Many people were on their knees, racked with nausea and coughing. Zhu Irzh came face to face with a woman holding a birdcage, her face distorted by fear. Her distress outweighed any reservations she might have had. She clutched the fleeing demon around the waist and buried her face in his shoulder. Fire shot through his bleeding side.

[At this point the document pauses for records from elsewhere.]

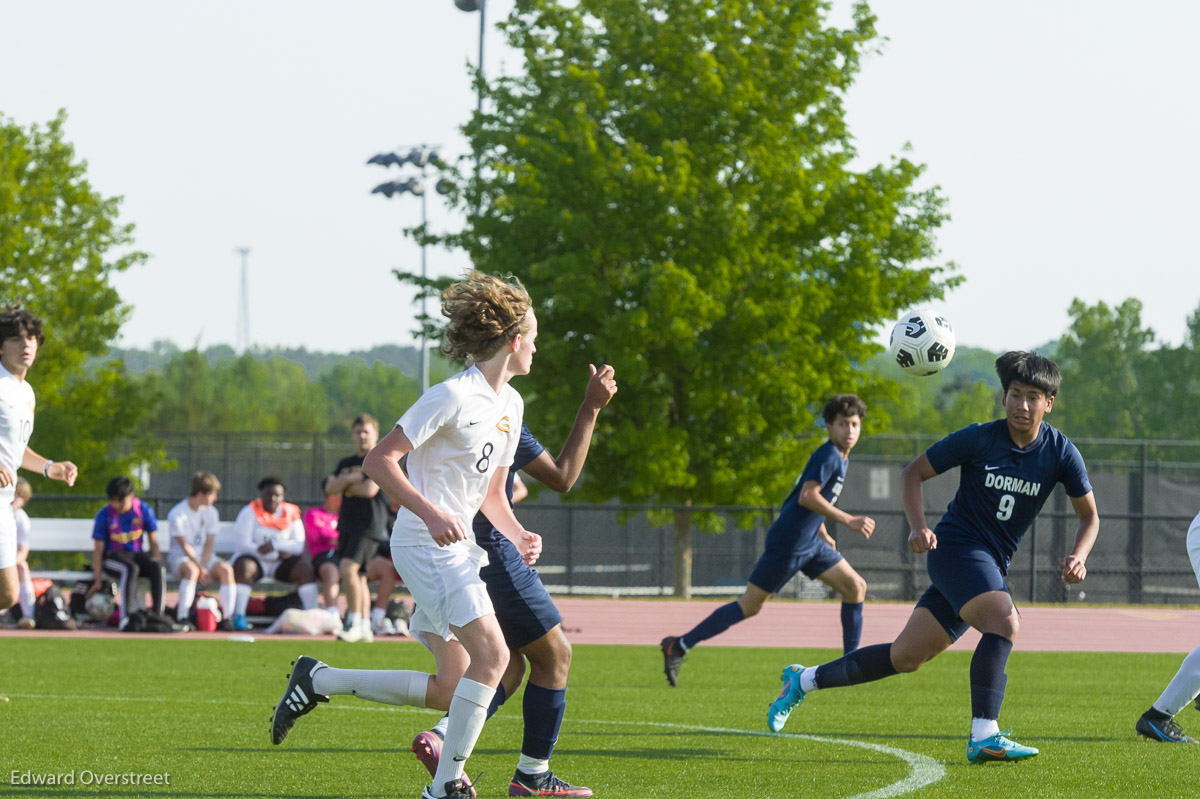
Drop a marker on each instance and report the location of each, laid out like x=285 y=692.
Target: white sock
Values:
x=377 y=685
x=441 y=727
x=25 y=596
x=468 y=712
x=228 y=599
x=532 y=764
x=243 y=599
x=983 y=728
x=1183 y=686
x=309 y=595
x=186 y=596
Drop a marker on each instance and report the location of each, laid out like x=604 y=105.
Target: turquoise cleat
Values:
x=791 y=696
x=999 y=749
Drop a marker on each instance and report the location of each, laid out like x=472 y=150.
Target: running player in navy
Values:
x=1008 y=468
x=531 y=623
x=798 y=541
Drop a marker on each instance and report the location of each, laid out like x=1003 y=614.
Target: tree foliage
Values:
x=273 y=395
x=61 y=241
x=672 y=180
x=1117 y=385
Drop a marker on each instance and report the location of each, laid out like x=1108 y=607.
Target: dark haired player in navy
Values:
x=798 y=541
x=1008 y=469
x=531 y=622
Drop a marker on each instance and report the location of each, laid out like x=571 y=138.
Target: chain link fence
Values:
x=1147 y=492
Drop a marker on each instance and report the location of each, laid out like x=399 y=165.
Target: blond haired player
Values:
x=460 y=439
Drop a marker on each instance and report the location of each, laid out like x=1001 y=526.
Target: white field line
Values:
x=923 y=770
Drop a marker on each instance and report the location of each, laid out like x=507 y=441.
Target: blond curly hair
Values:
x=485 y=312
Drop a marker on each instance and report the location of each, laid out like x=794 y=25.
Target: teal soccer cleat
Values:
x=791 y=696
x=999 y=749
x=1162 y=727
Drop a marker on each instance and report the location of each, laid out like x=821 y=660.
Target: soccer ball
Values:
x=100 y=606
x=922 y=342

"Where's Jhai?" Zhu Irzh shouted, trying to disengage her. "Where the hell did Senditreya go?" Moments later, it occurred to him that he might have answered his own question. "Let go of me, madam!" At the top of the street, Ei was nowhere to be seen. The tremors were coming more rhythmically now, wave after wave, and it was impossible to stand. Zhu Irzh and his confidant were thrown apart. The demon grabbed Chen by the arm and dragged him through the shaking street. They had gone no more than a few paces when they were thrown against a doorway, and glancing back up the hill Zhu Irzh caught sight of Ei, pursuing as best she could.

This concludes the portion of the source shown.